• Tag 6 Sanctuary

    20 gennaio 2024, Australia ⋅ ☁️ 28 °C

    Morgens vor dem Kälbchenfüttern habe ich mit der Family einen Videocall gemacht, da Michelle und Kevin bei Papa waren, um recht verspätet Weihnachten nachzufeiern. 😄

    Nach der Fütterung sind Fabi und ich los, um Tierfutter von Urbenville und Bäume aus Kyogle zu holen.

    Urbenville ist das nächstgelegene Dorf, bestehend aus einer Hauptstraße und ein paar Seitenstraßen. Wir brauchten erst einmal eine Weile bis wir den Futtershop fanden, denn er lag versteckt in einer Seitenstraße. Wir kauften eine Vitamin-Lösung und Luzern für die Kühe ein. Die Besitzerin, eine 70jährige liebe Omi, war noch ziemlich fit und hilfsbereit. Genauso wie eine andere ältere Frau aus dem Dorf, die uns beim Tragen half. Mit den Spanngurten brauchen wir noch ein wenig Übung, denn es dauerte einen Moment bis wir alles sicher auf der Ladefläche des Utes festgemacht hatten.

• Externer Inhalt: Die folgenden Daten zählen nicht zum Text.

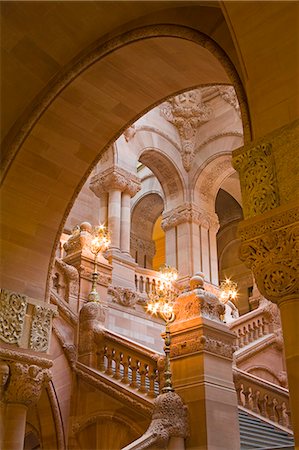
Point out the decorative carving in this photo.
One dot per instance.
(123, 296)
(228, 94)
(187, 112)
(12, 316)
(129, 133)
(41, 328)
(188, 212)
(258, 179)
(274, 260)
(169, 419)
(25, 383)
(79, 239)
(115, 178)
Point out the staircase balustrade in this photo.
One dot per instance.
(262, 397)
(130, 363)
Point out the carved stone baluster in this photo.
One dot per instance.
(134, 368)
(143, 370)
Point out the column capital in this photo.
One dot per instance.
(190, 213)
(270, 248)
(115, 178)
(22, 382)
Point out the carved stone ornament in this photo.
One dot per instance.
(273, 255)
(79, 239)
(124, 296)
(41, 328)
(228, 94)
(12, 316)
(259, 184)
(169, 419)
(187, 112)
(115, 178)
(188, 212)
(25, 383)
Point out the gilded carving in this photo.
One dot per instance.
(258, 179)
(12, 316)
(187, 112)
(188, 212)
(41, 328)
(25, 383)
(124, 296)
(115, 178)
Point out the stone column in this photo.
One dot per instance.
(270, 248)
(201, 360)
(195, 232)
(269, 234)
(22, 385)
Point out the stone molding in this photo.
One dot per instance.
(41, 328)
(169, 419)
(270, 249)
(228, 94)
(187, 112)
(188, 212)
(13, 308)
(124, 296)
(24, 382)
(115, 178)
(259, 185)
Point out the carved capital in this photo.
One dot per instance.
(115, 178)
(270, 248)
(12, 316)
(25, 383)
(188, 212)
(187, 111)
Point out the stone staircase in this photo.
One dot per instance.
(257, 434)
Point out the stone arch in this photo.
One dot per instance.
(167, 174)
(84, 111)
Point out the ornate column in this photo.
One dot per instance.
(22, 382)
(201, 359)
(193, 237)
(269, 234)
(120, 186)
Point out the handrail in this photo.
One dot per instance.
(263, 397)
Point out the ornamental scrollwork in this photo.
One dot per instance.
(12, 316)
(25, 383)
(187, 112)
(41, 328)
(258, 179)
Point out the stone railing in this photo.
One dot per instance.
(250, 327)
(262, 397)
(25, 322)
(130, 363)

    Da wir uns so lange in Urbenville aufgehalten haben, schafften wir es nicht mehr ins 80 km entfernte Kyogle zu fahren, da die Baumschule um 11:30 Uhr zu macht.

    Also fuhren wir wieder zurück. Am Nachmittag brachten wir Jeff den Jute zurück und halfen ihm noch beim Schweinefüttern.

    Da Jeff bald die Sanctuary verlässt, zeigte er uns das Feuerlöschsystem am Farmhaus und diverse andere Sachen wie z.B. den Stromgenerator, wenn mal das Strom beim Farmhaus weg ist.